Banyak pengendara sepeda motor harus memperlambat laju kendaraannya atau bahkan melakukan zig-zag untuk menghindari lubang-lubang besar. Sementara itu, truk-truk besar bermuatan berat, mulai dari tronton hingga kendaraan logistik, terus melintas tanpa henti. Hal ini memperburuk kondisi jalan yang sudah rusak parah.

Jalur ini merupakan akses vital menuju kawasan industri dan pelabuhan di Belawan, yang menjadi nadi distribusi barang di Kota Medan. Namun, kondisi jalan yang tidak terawat telah menyebabkan banyak keluhan dari warga setempat.

Soegi (63), seorang warga Marelan, mengaku bahwa kondisi jalan sudah lama rusak namun belum kunjung diperbaiki. Ia menyebutkan bahwa kerusakan semakin parah dalam beberapa bulan terakhir.

“Setiap hari kami lewat sini, bang. Lubangnya dalam-dalam, kalau malam atau hujan sangat bahaya. Sudah banyak yang jatuh,” ujarnya yang merupakan sopir taksi online.

Keluhan serupa juga datang dari warga Marelan Pasar IV, Putri, seorang mahasiswi yang merasa aktivitasnya terganggu dan was-was setiap pergi kuliah. Minal, seorang pedagang, juga mengeluhkan dampak buruk dari kondisi jalan yang rusak terhadap ekonominya.

“Kalau hujan, jalan tergenang. Kami jadi susah lewat, pembeli juga berkurang. Padahal ini jalan utama ramai aktivitas,” katanya.

Warga pun mempertanyakan keseriusan pemerintah dalam menangani persoalan ini. Mereka menilai, kerusakan jalan yang dibiarkan berlarut-larut menunjukkan lemahnya perhatian terhadap keselamatan dan kenyamanan masyarakat.

“Kami ini bayar pajak tiap tahun. Tapi jalan seperti ini yang kami dapat. Sampai kapan dibiarkan?” keluh warga lainnya.

Sementara itu, Plt Kadis SDABMBK Kota Medan, Ferry Ichsan, menyebut bahwa status Jalan Marelan Raya merupakan kewenangan Pemerintah Provinsi Sumatera Utara.

“Izin bang, jalan Marelan itu kewenangan Provinsi Sumatera Utara,” ujarnya.

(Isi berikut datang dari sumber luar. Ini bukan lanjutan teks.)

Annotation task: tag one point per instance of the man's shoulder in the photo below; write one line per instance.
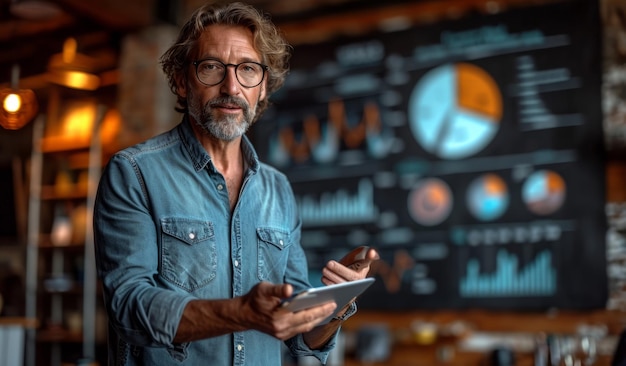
(155, 144)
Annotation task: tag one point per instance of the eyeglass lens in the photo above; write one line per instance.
(211, 72)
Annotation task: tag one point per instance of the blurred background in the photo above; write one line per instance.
(478, 145)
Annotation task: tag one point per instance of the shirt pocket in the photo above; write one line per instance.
(188, 255)
(273, 252)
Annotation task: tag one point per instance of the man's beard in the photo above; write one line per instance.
(227, 128)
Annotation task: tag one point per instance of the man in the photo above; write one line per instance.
(196, 240)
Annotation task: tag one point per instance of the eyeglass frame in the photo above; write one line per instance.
(264, 69)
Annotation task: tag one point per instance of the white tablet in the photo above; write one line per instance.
(340, 293)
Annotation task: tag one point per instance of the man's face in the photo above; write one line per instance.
(225, 110)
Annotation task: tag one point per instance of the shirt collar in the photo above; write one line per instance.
(200, 158)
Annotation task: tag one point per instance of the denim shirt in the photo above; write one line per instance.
(165, 235)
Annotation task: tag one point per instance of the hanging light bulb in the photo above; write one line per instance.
(19, 106)
(68, 72)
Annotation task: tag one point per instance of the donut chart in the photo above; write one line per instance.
(455, 110)
(544, 192)
(430, 202)
(487, 197)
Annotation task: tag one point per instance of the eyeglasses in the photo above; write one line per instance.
(212, 72)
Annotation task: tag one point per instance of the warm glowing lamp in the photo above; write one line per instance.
(19, 106)
(67, 71)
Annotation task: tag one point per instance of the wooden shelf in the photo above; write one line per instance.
(59, 335)
(64, 144)
(53, 193)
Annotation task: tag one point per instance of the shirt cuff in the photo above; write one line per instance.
(349, 312)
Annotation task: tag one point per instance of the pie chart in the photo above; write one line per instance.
(430, 202)
(455, 110)
(487, 197)
(544, 192)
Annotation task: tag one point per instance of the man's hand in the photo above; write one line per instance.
(261, 310)
(353, 266)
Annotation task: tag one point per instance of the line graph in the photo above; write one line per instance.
(322, 138)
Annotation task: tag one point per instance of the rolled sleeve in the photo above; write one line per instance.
(126, 259)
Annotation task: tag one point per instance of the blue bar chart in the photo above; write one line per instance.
(538, 278)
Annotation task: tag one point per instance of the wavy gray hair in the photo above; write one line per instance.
(273, 48)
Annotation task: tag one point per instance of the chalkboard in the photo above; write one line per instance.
(469, 153)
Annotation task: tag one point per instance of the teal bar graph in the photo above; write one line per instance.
(340, 207)
(538, 278)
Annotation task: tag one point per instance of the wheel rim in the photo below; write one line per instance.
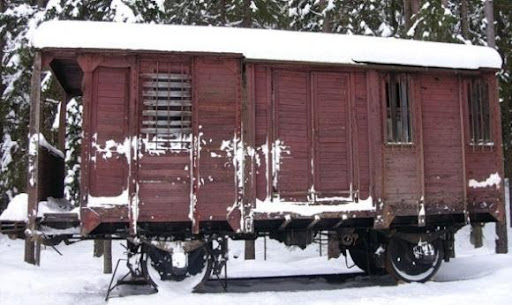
(413, 262)
(365, 254)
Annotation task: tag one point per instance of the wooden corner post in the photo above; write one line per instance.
(31, 243)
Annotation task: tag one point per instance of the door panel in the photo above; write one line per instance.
(292, 151)
(165, 126)
(330, 98)
(109, 168)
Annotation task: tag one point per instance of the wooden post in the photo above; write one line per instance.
(246, 17)
(33, 159)
(489, 15)
(107, 256)
(476, 235)
(61, 143)
(98, 248)
(501, 226)
(265, 247)
(333, 245)
(250, 249)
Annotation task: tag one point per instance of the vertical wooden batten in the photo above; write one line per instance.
(33, 160)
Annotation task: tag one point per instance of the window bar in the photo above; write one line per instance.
(486, 113)
(392, 102)
(404, 103)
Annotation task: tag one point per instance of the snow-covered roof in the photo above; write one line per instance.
(260, 44)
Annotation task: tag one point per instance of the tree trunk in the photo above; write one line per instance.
(407, 15)
(246, 21)
(411, 8)
(222, 10)
(107, 257)
(250, 249)
(501, 227)
(98, 248)
(326, 27)
(464, 18)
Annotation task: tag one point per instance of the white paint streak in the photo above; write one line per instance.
(492, 180)
(310, 209)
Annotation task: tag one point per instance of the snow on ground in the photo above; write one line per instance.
(475, 276)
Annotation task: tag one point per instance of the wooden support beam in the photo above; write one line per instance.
(250, 249)
(33, 159)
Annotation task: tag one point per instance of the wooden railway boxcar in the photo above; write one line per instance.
(194, 132)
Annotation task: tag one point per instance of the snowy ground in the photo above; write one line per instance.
(475, 276)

Saat ditanya soal upaya apa yang telah dilakukan, ia mengaku pihaknya telah berulang kali melakukan koordinasi dengan Pemprov Sumut terkait kondisi tersebut. Anehnya, kondisi jalan rusak sudah bertahun-tahun tanpa ada tindakan.

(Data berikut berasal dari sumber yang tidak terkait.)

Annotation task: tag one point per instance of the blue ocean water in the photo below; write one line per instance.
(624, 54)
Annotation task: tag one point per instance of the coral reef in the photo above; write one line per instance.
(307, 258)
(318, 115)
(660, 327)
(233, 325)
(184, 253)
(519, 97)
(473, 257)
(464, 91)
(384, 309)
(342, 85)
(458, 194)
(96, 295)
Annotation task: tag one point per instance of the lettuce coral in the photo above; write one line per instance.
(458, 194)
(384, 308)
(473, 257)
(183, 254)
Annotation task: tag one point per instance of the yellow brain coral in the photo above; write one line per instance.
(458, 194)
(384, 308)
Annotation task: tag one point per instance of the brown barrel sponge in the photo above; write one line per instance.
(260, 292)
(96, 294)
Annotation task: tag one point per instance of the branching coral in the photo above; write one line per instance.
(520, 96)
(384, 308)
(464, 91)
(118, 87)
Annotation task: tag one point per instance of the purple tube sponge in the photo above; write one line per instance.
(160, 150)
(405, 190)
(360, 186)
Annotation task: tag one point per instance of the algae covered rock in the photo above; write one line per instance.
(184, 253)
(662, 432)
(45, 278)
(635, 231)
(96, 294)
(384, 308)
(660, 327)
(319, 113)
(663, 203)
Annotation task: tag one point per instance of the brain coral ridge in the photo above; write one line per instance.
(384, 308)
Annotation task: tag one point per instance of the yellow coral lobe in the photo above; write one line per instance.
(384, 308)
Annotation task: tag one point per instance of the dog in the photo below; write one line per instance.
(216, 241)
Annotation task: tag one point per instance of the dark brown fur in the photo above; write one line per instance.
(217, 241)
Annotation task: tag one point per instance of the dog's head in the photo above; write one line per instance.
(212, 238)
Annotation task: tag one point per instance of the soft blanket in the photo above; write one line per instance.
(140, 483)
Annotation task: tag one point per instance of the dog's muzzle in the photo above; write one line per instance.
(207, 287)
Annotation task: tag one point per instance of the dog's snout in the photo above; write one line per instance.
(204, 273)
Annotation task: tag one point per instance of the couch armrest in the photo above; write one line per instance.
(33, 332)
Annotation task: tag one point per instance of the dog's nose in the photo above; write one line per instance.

“Kita sudah beberapa kali menyampaikan dan berkoordinasi. Mudah-mudahan segera ada penanganan dari Pemprov Sumut,” katanya.

Namun, pernyataan tersebut justru menuai kritik. Warga menilai koordinasi tanpa aksi nyata hanya menjadi alasan klasik, sementara kondisi jalan terus memburuk dan membahayakan pengguna.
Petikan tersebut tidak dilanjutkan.